I was wondering why SS uses 1.5 years per turn. It seems like an add choice by virtue of its number alone, but I'm curious about it for a couple of other reasons.
(1) The goal of the long-game Grand Campaign is to hold 70 (!) regions, plus one or two specific ones that are more or less irrelevant to this. At 1.5 years per turn, that means you have about 320 turns to get the job done. That seems to me like an awful rush, roughly one settlement every 4½ turns. Doesn't leave much time for consolidation or slow-and-steady play.
(2) I know it was the case in vanilla, and assume it still is, that agents and family members age at the rate of half a year per turn (which would explain some of the "bugs" I noticed people mentioning about characters who should be 113 only being in their mid-sixties, and so forth). As far as I know there's no way to change this.

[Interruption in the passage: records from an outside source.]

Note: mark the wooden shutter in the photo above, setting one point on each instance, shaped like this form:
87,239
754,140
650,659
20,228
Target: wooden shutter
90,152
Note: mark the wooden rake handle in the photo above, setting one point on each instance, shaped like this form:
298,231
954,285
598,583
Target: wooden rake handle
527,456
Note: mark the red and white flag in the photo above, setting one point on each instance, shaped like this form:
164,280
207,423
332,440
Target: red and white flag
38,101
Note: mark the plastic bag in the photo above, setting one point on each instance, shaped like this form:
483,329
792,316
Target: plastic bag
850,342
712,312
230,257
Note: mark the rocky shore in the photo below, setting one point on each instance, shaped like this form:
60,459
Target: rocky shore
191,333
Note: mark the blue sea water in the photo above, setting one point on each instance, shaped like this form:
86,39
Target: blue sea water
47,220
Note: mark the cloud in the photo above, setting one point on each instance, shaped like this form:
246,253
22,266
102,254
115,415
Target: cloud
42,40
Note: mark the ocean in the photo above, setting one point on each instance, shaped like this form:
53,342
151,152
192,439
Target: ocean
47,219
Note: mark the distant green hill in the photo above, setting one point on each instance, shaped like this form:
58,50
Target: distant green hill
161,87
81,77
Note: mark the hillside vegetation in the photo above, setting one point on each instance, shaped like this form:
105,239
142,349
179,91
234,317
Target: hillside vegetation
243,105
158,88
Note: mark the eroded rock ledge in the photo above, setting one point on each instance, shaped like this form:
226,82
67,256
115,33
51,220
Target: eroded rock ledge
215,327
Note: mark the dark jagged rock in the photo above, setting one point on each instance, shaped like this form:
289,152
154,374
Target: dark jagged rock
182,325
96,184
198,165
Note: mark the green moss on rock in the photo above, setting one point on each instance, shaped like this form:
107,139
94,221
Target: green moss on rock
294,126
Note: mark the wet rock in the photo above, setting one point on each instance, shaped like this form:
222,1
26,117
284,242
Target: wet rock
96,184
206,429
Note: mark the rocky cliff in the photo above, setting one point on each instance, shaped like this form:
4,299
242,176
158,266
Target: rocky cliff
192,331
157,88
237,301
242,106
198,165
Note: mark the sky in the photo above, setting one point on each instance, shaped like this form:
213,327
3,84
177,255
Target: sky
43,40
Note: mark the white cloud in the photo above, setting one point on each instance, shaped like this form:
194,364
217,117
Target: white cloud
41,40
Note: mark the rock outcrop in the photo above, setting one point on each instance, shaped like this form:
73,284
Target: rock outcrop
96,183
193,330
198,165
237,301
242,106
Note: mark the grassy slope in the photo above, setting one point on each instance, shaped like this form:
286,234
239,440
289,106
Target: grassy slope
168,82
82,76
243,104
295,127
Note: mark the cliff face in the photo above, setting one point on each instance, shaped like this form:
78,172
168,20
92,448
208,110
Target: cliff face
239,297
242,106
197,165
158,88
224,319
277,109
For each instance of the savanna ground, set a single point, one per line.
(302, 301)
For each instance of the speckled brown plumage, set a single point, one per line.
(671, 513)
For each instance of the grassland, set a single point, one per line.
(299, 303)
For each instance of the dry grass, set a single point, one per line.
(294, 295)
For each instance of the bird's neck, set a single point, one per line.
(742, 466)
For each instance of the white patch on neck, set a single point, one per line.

So, I'm curious to here why SS opted for 1½ years per turn, instead of one year or even half a year per turn. It would match up more closely (or even exactly) with character aging, and would slow down the progression of the game enough for slow pokes like me to have more than a snowball's chance in hell of actually meeting the victory conditions.
Cheers.
P.S. Yes, I know you can change the year progression rate in descr_strat. That isn't what I'm asking. I'm asking about the decision, not how to change the result.